“La 5G chinoise ressemble au cheval de Troie, faut-il que nous lui ouvrions nos portes ?” interroge un sénateur Les Indépendants

Alors que le président chinois Xi Jinping achève sa tournée européenne en France, le sénateur Les Indépendants Joël Guerriau s’est inquiété de la cybersécurité du réseau 5G. Quant au sénateur LR Laurent Duplomb, il a interpellé le ministre de l’Action et des Comptes publics, Gérald Darmanin, sur la baisse des impôts.

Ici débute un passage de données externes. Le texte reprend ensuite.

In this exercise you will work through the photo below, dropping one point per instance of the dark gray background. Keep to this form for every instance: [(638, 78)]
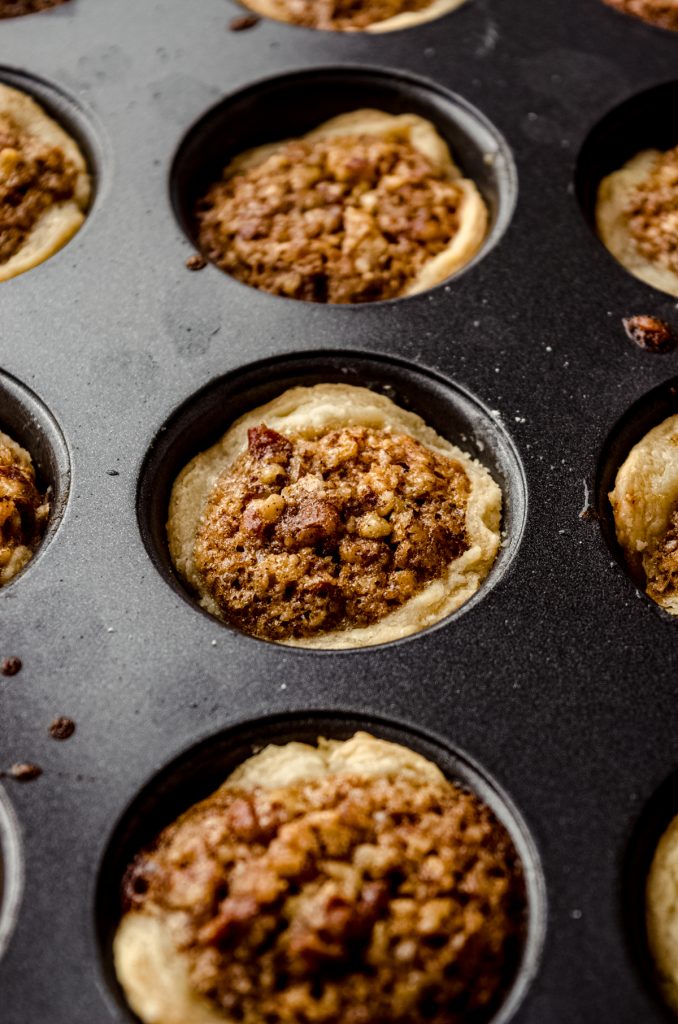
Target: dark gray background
[(561, 682)]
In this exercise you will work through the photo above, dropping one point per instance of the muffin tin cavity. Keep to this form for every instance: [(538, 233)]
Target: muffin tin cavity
[(28, 422), (645, 121), (201, 770), (292, 104), (446, 407), (11, 870), (649, 411)]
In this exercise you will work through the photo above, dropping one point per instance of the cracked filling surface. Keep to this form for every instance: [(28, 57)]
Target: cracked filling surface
[(304, 536), (33, 178), (661, 12), (652, 210), (662, 563), (24, 510), (340, 220), (339, 900), (342, 14)]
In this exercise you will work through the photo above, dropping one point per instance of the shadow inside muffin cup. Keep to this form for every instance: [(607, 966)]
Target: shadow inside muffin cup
[(289, 105), (645, 121), (200, 770), (450, 410), (645, 414), (29, 422)]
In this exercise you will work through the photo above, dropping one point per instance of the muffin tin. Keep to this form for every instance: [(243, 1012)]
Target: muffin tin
[(118, 364)]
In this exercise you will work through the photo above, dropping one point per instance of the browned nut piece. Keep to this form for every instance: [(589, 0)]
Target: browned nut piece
[(650, 334)]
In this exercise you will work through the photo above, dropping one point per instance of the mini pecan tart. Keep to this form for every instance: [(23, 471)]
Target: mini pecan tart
[(645, 507), (331, 517), (637, 217), (44, 184), (663, 13), (24, 510), (368, 207), (344, 884)]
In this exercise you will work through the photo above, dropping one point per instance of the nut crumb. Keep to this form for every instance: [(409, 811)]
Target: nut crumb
[(196, 262), (26, 772), (244, 23), (61, 728), (650, 334)]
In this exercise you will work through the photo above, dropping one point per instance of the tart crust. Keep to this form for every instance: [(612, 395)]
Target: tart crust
[(644, 498), (152, 972), (313, 411), (612, 221), (662, 912), (408, 19), (422, 135), (60, 221)]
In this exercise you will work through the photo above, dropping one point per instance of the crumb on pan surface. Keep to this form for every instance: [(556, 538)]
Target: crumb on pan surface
[(368, 207), (348, 883), (662, 912), (24, 510), (331, 517), (14, 8), (44, 184), (353, 15), (661, 12), (637, 217), (645, 507)]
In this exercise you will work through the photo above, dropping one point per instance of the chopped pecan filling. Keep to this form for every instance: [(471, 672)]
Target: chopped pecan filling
[(13, 8), (661, 12), (343, 900), (653, 213), (23, 510), (662, 567), (33, 177), (304, 537), (349, 219), (342, 14)]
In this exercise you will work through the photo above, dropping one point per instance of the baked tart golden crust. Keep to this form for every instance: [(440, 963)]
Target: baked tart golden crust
[(24, 510), (346, 884), (331, 517), (44, 184), (368, 207)]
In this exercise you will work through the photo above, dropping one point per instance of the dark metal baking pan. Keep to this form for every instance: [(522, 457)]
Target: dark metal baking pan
[(559, 681)]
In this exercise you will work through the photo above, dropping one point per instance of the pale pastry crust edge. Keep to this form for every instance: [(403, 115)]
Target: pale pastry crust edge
[(612, 222), (417, 131), (153, 974), (309, 412), (59, 222), (662, 912), (644, 495), (409, 19)]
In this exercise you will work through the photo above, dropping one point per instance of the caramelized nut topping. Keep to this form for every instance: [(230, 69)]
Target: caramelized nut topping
[(346, 219), (650, 334), (345, 900), (23, 510), (662, 567), (652, 208), (13, 8), (661, 12), (33, 177), (342, 14), (303, 537)]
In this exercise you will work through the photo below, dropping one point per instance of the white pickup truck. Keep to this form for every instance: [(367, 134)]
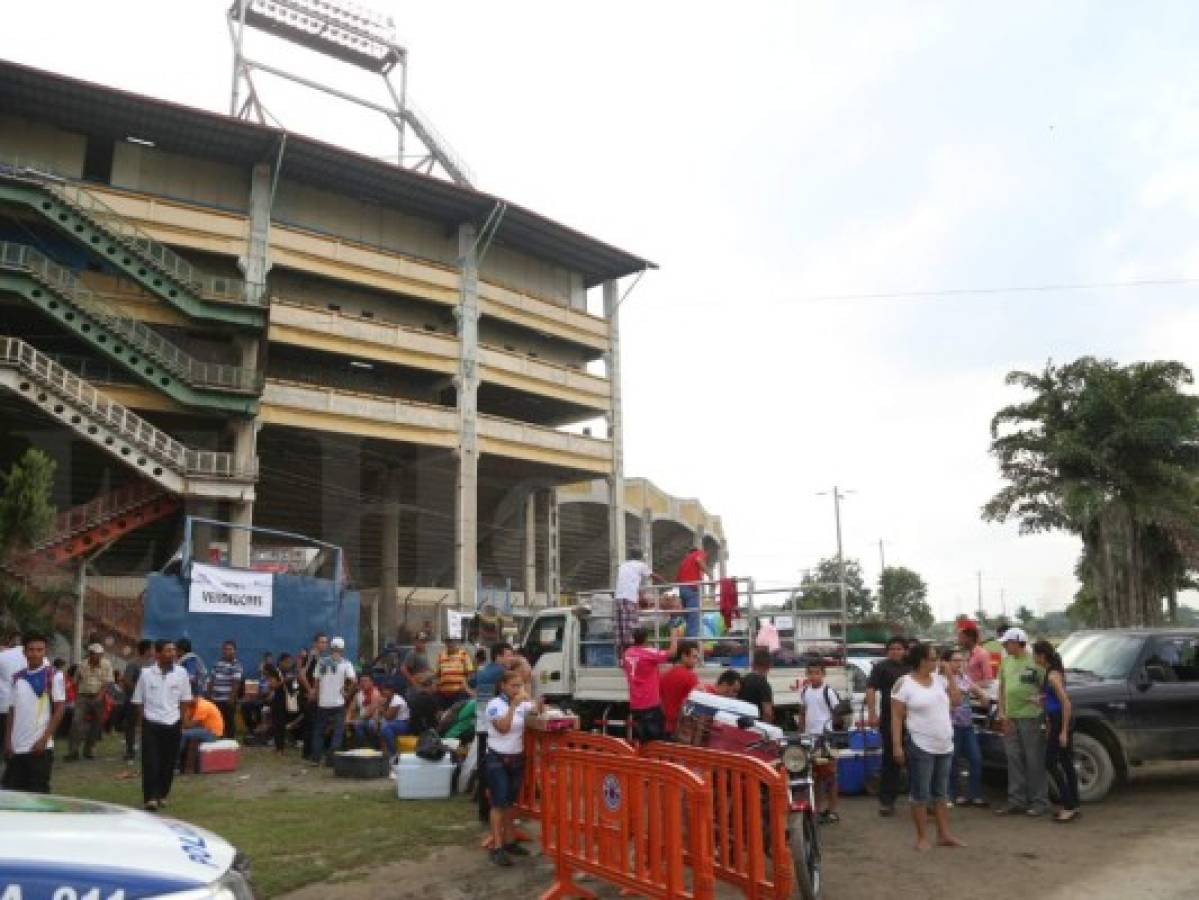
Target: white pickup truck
[(573, 653)]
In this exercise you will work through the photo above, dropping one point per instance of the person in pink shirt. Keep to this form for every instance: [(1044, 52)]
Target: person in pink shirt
[(977, 665), (640, 664)]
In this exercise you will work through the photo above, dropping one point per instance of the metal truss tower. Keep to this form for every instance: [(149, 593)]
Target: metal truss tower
[(353, 35)]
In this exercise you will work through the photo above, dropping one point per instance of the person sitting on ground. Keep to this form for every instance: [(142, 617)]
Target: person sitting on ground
[(455, 668), (921, 702), (504, 765), (679, 682), (728, 684), (203, 724), (422, 704), (755, 686), (362, 710), (640, 664), (817, 705)]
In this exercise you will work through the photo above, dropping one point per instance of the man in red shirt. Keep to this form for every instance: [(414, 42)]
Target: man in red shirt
[(679, 682), (640, 664), (692, 571)]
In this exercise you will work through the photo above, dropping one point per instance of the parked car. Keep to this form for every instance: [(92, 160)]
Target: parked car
[(65, 847), (1136, 698)]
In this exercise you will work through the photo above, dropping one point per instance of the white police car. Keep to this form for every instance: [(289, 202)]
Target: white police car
[(64, 849)]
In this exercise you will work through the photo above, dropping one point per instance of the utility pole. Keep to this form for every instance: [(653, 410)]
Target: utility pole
[(837, 496)]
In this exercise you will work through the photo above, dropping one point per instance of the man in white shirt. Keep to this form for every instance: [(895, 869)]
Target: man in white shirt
[(817, 705), (37, 696), (335, 678), (631, 577), (160, 695)]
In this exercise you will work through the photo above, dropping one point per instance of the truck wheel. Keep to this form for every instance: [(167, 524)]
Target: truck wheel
[(1095, 767)]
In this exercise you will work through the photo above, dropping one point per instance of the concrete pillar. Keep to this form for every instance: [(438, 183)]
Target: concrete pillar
[(254, 266), (615, 433), (648, 537), (389, 567), (530, 549), (553, 550), (467, 499)]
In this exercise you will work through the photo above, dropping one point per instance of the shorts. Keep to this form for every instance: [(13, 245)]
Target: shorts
[(502, 773), (928, 774)]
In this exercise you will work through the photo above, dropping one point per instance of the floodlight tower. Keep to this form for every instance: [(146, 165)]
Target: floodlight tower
[(348, 32)]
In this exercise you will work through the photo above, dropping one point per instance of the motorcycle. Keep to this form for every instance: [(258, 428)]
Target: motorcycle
[(799, 755)]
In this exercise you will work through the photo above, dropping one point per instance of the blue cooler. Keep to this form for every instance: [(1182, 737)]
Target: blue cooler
[(850, 772)]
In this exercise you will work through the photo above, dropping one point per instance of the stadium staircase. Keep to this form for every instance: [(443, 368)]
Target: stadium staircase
[(83, 216), (137, 348), (38, 380)]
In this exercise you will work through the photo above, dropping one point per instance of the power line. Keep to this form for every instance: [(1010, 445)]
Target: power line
[(1018, 289)]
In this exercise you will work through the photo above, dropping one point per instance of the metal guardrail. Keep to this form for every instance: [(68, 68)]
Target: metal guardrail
[(102, 508), (91, 207), (131, 427), (16, 257)]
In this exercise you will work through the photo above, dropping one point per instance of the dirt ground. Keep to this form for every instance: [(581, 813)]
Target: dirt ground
[(1139, 844)]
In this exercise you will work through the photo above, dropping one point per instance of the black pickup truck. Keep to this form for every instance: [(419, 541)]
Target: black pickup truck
[(1136, 698)]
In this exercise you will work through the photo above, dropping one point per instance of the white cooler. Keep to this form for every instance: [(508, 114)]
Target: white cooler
[(704, 704), (419, 779)]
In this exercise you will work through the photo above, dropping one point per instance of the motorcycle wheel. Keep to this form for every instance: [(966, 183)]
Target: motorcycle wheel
[(803, 841)]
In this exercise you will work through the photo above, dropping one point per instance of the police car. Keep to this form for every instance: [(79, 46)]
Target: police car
[(64, 849)]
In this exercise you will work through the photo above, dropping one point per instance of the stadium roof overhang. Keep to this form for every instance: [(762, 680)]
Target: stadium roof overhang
[(91, 108)]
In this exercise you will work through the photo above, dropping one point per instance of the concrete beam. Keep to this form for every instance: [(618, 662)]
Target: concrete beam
[(615, 433), (467, 500)]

“La 5G chinoise ressemble au cheval de Troie faut-il que nous lui ouvrions nos portes ?” interroge Joël Guerriau, lors des questions au gouvernement du Sénat. Alors que le président chinois Xi Jinping achève sa tournée européenne en France, le sénateur Les Indépendants s’enquiert de la position du gouvernement français sur le déploiement des réseaux 5G par Huawei, le géant chinois de la téléphonie. Monaco a déjà donné son feu vert, ce qui scandalise l’élu : “La riche principauté a accepté d’aider un état communiste et s'apprête à accueillir la technologie 5G Huawei, sur laquelle pèse des soupçons d'espionnage !”.

A cette question sensible, le secrétaire d’Etat auprès du ministre de l’Europe et des Affaires étrangères a plus ou moins botté en touche, rappelant l’engagement de l’exécutif “pour que le multilatéralisme soit vivace” et que “l’Europe est en train de revoir le cadre de la coopération (avec la Chine) en matière commerciale et économique”. Ce matin, Emmanuel Macron, la chancelière allemande Angela Merkel, Jean-Claude Junker, le président de la Commission européenne, et le président chinois, Xi Jinping, étaient d’ailleurs réunis à l’Elysée. A Bruxelles, la Commission doit publier prochainement une recommandation pour “prévenir des éventuelles sérieuses implications pour la sécurité des infrastructures numériques critiques” dans le domaine de la sécurité des réseaux 5G.

Jean-Baptiste Lemoyne rappelle également que, s’agissant des industries stratégiques françaises, “il s’agit de se doter d’un cadre protecteur, nos amis chinois font de même”. Et de conclure : “Aujourd’hui, c'est la coopération qui s’est exprimée et c’est heureux.”

“Oui notre pays doit baisser encore plus les impôts”

Autre question abordée lors de ces questions au gouvernement, celle des impôts des Français. Pour Laurent Duplomb, il y en a “toujours plus”. Le sénateur LR pointe même “une addiction” de l’exécutif à l’impôt. Il cite en exemple l’augmentation des droits de succession ou encore la taxation des plus-values. Ce à quoi le ministre de l’Action et des Comptes publics rétorque, chiffres de l’Insee à l’appui, parus ce mardi : “Pour la première fois depuis bien longtemps, l’Insee a dit que nous étions le gouvernement qui a le plus baissé les impôts depuis quinze dans les premières années de notre mandat.” “Oui notre pays doit baisser encore plus les impôts, et c’est ce que nous faisons”, admet toutefois le ministre. Avec un déficit public moins élevé que prévu (2 ,5% du PIB, contre les 2,6 prévus), le gouvernement a désormais une marge de manœuvre.